Ask Google Gemini questions about specific context entries or request general second opinions to enhance understanding and decision-making.

Instructions

Ask Google Gemini a question about a context entry, or get a general second opinion

Input Schema

TableJSON Schema
NameRequiredDescriptionDefault
context_idYesContext ID to ask about
questionNoOptional specific question to ask about the context. If not provided, gets a general second opinion.

Implementation Reference

  • Main MCP tool handler for 'ask_gemini': retrieves context by ID, calls GeminiClient.get_second_opinion, updates storage if no specific question, formats and returns response.
    if name == "ask_gemini":
        context_id = arguments["context_id"]
        question = arguments.get("question")
        context = self.storage.get_context(context_id)
        if not context:
            return [TextContent(type="text", text=f"Context {context_id} not found")]
    
        try:
            gemini_client = GeminiClient()
            response = gemini_client.get_second_opinion(context, question)
    
            # Only save to database if it's a generic second opinion (no custom question)
            if not question:
                self.storage.update_gemini_response(context_id, response)
    
            header = "Gemini's Answer:" if question else "Gemini's Opinion:"
            return [TextContent(type="text", text=f"{header}\n\n{response}")]
        except ValueError as e:
            return [TextContent(type="text", text=f"Error: {e}")]
  • Input schema definition for the 'ask_gemini' tool in list_tools(), specifying context_id (required) and optional question.
    Tool(
        name="ask_gemini",
        description="Ask Google Gemini a question about a context entry, or get a general second opinion",
        inputSchema={
            "type": "object",
            "properties": {
                "context_id": {"type": "string", "description": "Context ID to ask about"},
                "question": {
                    "type": "string",
                    "description": (
                        "Optional specific question to ask about the context.

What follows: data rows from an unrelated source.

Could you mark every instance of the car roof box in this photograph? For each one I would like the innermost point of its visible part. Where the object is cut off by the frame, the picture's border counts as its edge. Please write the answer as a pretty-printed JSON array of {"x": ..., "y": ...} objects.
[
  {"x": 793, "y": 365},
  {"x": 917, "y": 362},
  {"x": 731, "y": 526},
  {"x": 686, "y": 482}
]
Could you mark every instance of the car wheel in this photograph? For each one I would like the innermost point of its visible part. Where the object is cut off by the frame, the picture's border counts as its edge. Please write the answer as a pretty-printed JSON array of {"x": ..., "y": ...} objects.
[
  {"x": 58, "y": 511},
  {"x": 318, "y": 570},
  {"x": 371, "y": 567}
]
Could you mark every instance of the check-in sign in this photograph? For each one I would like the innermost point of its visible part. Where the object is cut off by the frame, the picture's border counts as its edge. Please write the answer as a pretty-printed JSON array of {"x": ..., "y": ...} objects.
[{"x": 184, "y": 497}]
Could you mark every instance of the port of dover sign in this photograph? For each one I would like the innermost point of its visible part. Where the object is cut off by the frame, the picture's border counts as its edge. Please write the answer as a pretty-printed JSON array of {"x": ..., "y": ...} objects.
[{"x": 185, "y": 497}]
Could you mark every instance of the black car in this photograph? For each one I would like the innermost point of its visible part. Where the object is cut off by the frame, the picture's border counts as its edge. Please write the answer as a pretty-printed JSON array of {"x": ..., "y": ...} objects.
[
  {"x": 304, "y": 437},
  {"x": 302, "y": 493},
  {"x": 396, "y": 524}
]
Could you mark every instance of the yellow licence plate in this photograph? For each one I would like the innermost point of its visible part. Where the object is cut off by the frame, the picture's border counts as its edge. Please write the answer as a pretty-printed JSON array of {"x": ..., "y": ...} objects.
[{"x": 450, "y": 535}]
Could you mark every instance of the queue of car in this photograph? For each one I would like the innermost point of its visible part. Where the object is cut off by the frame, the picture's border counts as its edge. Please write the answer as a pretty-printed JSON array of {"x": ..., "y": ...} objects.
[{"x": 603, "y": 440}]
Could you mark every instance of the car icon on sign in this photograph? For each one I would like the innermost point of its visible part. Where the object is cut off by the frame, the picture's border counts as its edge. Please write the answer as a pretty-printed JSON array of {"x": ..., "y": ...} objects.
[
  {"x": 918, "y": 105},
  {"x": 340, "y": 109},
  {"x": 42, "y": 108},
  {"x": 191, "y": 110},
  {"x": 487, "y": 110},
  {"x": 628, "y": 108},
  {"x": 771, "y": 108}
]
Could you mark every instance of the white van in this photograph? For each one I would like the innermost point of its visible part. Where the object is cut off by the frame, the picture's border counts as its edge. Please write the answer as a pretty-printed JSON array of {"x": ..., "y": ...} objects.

If not provided, gets a general second opinion."
                    ),
                },
            },
            "required": ["context_id"],
        },
    ),
  • Core helper function in GeminiClient that formats the context, sets up system instruction based on whether there's a question, generates content via Gemini API, and returns the response text.
        def get_second_opinion(self, context: ContextEntry, question: str | None = None) -> str:
            """Get Gemini's second opinion on a context, or answer a specific question.
    
            Args:
                context: The context entry to analyze
                question: Optional specific question to ask. If None, provides general second opinion.
            """
            if question:
                # Custom question mode
                system_instruction = """You are a senior software engineering consultant answering questions about code, \
    architecture decisions, and implementation plans.
    
    Provide clear, actionable answers based on the context provided."""
                user_content = self._format_context_for_gemini(context, question)
            else:
                # Generic second opinion mode
                system_instruction = """You are a senior software engineering consultant providing second opinions on code, \
    architecture decisions, and implementation plans.
    
    Your role is to:
    - Provide constructive, balanced feedback
    - Highlight both strengths and potential issues
    - Suggest alternatives when appropriate
    - Point out edge cases or security concerns
    - Be concise but thorough
    
    Format your response clearly with sections as needed."""
                user_content = self._format_context_for_gemini(context)
    
            # Configure model with system instruction
            model_with_instruction = genai.GenerativeModel(self.model_name, system_instruction=system_instruction)
    
            # Use request_options to set timeout
            response = model_with_instruction.generate_content(user_content, request_options={"timeout": self.timeout})
    
            return str(response.text)
  • Helper method that formats the ContextEntry into a string suitable for Gemini prompt, including title, type, content sections, and question or default second opinion request.
    def _format_context_for_gemini(self, context: ContextEntry, question: str | None = None) -> str:
        """Format a context entry for Gemini consumption.
    
        Args:
            context: The context entry to format
            question: Optional specific question to append
        """
        parts = [
            f"# Context: {context.title}",
            f"\n**Type:** {context.type}",
            f"**Timestamp:** {context.timestamp.isoformat()}",
        ]
    
        if context.tags:
            parts.append(f"**Tags:** {', '.join(context.tags)}")
    
        parts.append("\n## Content\n")
    
        # Add specific content based on type
        if context.content.messages:
            parts.append("### Conversation\n")
            for msg in context.content.messages:
                parts.append(msg)
    
        if context.content.code:
            parts.append("### Code\n")
            for file_path, code in context.content.code.items():
                parts.append(f"**File:** `{file_path}`\n```\n{code}\n```\n")
    
        if context.content.suggestions:
            parts.append(f"### Suggestion\n{context.content.suggestions}\n")
    
        if context.content.errors:
            parts.append(f"### Error/Debug Info\n```\n{context.content.errors}\n```\n")
    
        # Add question or default request
        if question:
            parts.append(f"\n---\n**Question:** {question}")
        else:
            parts.append("\n---\nPlease provide a second opinion on the above context.")
    
        return "\n".join(parts)
Behavior2/5

Does the description disclose side effects, auth requirements, rate limits, or destructive behavior?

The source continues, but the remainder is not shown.